An apparatus for separating a signal from a mixture of a signal associated with a first source (first source signal) and a signal associated with a second source (second source signal),
Memory,
Coupled to the memory,
(I) two signals each representing two mixtures of the first source signal and the second source signal;
An unweighted mixed signal of the first source signal and the second source signal;
A weighted mixed signal of the first source signal and the second source signal;
Work to get
(Ii) the unweighted mixed signal using the two signals and the first source and at least one known statistical characteristic associated with the second source and without requiring the use of a reference signal; At least one processor that operates to separate the first source signal from the mixture in a non-linear signal domain by converting the first cepstral mixed signal into a first cepstral mixed signal and converting the weighted mixed signal into a second cepstral mixed signal When,
Including the device.

A computer program for separating a signal from a mixture of a signal associated with a first source (first source signal) and a signal associated with a second source (second source signal),
Two signals each representing two mixtures of the first source signal and the second source signal;
An unweighted mixed signal of the first source signal and the second source signal;
A weighted mixed signal of the first source signal and the second source signal;
And getting the steps
Using the two signals and at least one known statistical characteristic associated with the first source and the second source and without requiring the use of a reference signal, the unweighted mixed signal is first A computer program causing a computer to perform the steps of converting the first source signal from the mixture in a non-linear signal domain by converting to a cepstral mixed signal and converting the weighted mixed signal to a second cepstral mixed signal .

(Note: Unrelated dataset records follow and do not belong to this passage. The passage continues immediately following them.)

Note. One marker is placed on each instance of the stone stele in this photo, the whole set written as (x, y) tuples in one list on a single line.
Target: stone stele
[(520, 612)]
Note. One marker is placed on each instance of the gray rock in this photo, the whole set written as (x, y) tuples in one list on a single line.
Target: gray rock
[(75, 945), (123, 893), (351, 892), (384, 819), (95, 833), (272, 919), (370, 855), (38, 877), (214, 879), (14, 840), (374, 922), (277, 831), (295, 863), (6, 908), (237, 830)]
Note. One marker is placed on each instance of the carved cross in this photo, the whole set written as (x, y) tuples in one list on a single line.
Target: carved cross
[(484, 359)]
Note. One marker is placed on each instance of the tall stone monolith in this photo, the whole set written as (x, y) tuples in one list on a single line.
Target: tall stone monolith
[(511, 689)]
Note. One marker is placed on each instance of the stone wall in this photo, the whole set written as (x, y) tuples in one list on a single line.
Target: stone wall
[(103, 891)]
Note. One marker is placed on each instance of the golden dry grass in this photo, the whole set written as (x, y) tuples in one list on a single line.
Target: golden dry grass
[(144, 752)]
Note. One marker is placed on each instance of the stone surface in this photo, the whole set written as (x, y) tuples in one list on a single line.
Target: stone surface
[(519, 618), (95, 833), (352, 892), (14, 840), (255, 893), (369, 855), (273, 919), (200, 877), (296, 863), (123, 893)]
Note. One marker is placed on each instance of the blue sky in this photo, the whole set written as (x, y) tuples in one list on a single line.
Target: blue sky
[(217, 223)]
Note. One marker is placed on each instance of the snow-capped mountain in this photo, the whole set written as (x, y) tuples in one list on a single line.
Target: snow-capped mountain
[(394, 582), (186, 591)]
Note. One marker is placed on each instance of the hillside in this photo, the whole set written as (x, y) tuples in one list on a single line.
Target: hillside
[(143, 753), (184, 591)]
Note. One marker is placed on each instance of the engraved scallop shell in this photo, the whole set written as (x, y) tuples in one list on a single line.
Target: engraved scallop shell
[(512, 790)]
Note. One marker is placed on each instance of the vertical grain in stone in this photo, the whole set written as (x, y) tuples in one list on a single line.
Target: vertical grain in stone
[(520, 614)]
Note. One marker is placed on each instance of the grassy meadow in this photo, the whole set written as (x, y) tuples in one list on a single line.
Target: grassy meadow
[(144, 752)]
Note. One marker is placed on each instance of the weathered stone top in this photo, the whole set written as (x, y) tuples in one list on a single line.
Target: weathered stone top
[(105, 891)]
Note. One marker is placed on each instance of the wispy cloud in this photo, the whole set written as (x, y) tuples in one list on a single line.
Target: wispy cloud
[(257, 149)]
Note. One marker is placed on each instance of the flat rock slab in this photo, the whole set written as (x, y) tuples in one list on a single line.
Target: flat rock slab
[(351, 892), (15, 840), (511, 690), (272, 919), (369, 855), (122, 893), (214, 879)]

An apparatus for separating a signal from a mixture of a signal associated with a first source (first source signal) and a signal associated with a second source (second source signal),
Two signals each representing two mixtures of the first source signal and the second source signal;
An unweighted mixed signal of the first source signal and the second source signal;
A weighted mixed signal of the first source signal and the second source signal;
Means to obtain,
Coupled to means for obtaining said two signals, using said two signals and said first source and at least one known statistical characteristic associated with said second source and requiring the use of a reference signal Without converting the unweighted mixed signal into a first cepstral mixed signal and converting the weighted mixed signal into a second cepstral mixed signal to convert the first source signal from the mixture in a non-linear signal domain. A device comprising means for separating.